May 11, 2023 13:29 Asia/Jakarta
  • Kecerdasan buatan dan masa depan manusia
    Kecerdasan buatan dan masa depan manusia

Geoffrey Hinton, yang dikenal sebagai bapak kecerdasan buatan, berbicara tentang kekhawatirannya akan teknologi kecerdasan buatan dalam wawancaranya baru-baru ini. Dalam wawancara ini, dia menunjukkan bahwa ancaman kecerdasan buatan terhadap umat manusia lebih mengkhawatirkan daripada perubahan iklim.

Hari-hari ini, ada berbagai pembicaraan dan komentar tentang diskriminasi dan tujuan tertentu dari kecerdasan buatan dalam proses analisis dan produksi konten, dan juga isu-isu tentang motivasi dan alasan organisasi membutuhkan kecerdasan buatan untuk mencapai hasil tertentu.
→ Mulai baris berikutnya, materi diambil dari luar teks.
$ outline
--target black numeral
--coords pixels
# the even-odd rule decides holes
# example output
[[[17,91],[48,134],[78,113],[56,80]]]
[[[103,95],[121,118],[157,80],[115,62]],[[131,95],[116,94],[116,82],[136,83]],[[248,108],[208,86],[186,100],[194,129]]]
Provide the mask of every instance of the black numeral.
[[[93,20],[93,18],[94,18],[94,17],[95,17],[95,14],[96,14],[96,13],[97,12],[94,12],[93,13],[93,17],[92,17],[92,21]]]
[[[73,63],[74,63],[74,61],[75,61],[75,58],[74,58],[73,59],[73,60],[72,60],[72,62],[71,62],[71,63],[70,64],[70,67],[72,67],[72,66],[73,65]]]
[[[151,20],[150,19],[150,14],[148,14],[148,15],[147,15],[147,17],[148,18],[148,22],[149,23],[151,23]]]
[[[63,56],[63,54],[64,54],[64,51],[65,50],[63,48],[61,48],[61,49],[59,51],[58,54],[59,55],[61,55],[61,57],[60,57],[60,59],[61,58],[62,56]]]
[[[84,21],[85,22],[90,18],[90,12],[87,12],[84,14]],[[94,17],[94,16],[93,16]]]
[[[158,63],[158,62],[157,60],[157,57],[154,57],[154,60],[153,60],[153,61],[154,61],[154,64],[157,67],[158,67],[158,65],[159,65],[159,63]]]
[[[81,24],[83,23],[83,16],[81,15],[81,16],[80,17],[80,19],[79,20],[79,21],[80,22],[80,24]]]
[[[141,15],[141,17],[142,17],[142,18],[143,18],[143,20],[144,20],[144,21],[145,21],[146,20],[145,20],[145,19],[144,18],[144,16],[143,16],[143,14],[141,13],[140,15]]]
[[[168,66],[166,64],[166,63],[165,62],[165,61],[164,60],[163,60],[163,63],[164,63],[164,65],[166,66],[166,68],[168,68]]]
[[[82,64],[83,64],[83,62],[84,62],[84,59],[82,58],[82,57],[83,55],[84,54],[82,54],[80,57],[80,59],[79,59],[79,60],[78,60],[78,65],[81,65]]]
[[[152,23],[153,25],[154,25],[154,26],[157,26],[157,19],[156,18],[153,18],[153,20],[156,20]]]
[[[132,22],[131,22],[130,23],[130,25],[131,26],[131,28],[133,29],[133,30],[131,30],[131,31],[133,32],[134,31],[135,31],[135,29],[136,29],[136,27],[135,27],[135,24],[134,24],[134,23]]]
Padahal para ahli dan analis telah berulang kali memperingatkan tentang masalah keamanan dan bahaya kecerdasan buatan bagi masyarakat.

Pengunduran diri Geoffrey Hinton, yang banyak penelitiannya dalam pengembangan kecerdasan buatan telah memberinya gelar bapak bidang ini, membawa kejutan baru bagi dunia teknologi. Setelah secara resmi mengumumkan berita ini dalam sebuah pidato, ia menyatakan penyesalan atas kemajuan yang dicapai di bidang ini dan mengatakan bahwa setelah pengunduran diri ini, ia berencana untuk mengklarifikasi secara bebas tentang berbagai aspek dari bahaya teknologi ini.

Hinton, yang telah mengerjakan berbagai proyek kecerdasan buatan sejak 2012, menggambarkan masa depan masuknya teknologi ini ke dalam kehidupan manusia sebagai hal yang menakutkan dan telah memperingatkan tentang konsekuensi dari meluasnya chatbots. Konsekuensinya termasuk menghasilkan banjir informasi yang tidak lengkap atau salah, mengganggu pasar tenaga kerja dan menciptakan krisis eksistensial karena penciptaan makhluk digital dan cerdas.

Kecerdasan Buatan

Saat wawancara dengan New York Times, Hinton menegaskan bahwa dia percaya bahwa hingga tahun lalu, ada kemajuan yang layak di bidang ini dan dia menganggap perlu bagi Google untuk berperan dalam perkembangan tersebut. Namun awal dari chatbot yang ditentukan untuk mesin pencari Bing membuatnya khawatir tentang masa depan umat manusia.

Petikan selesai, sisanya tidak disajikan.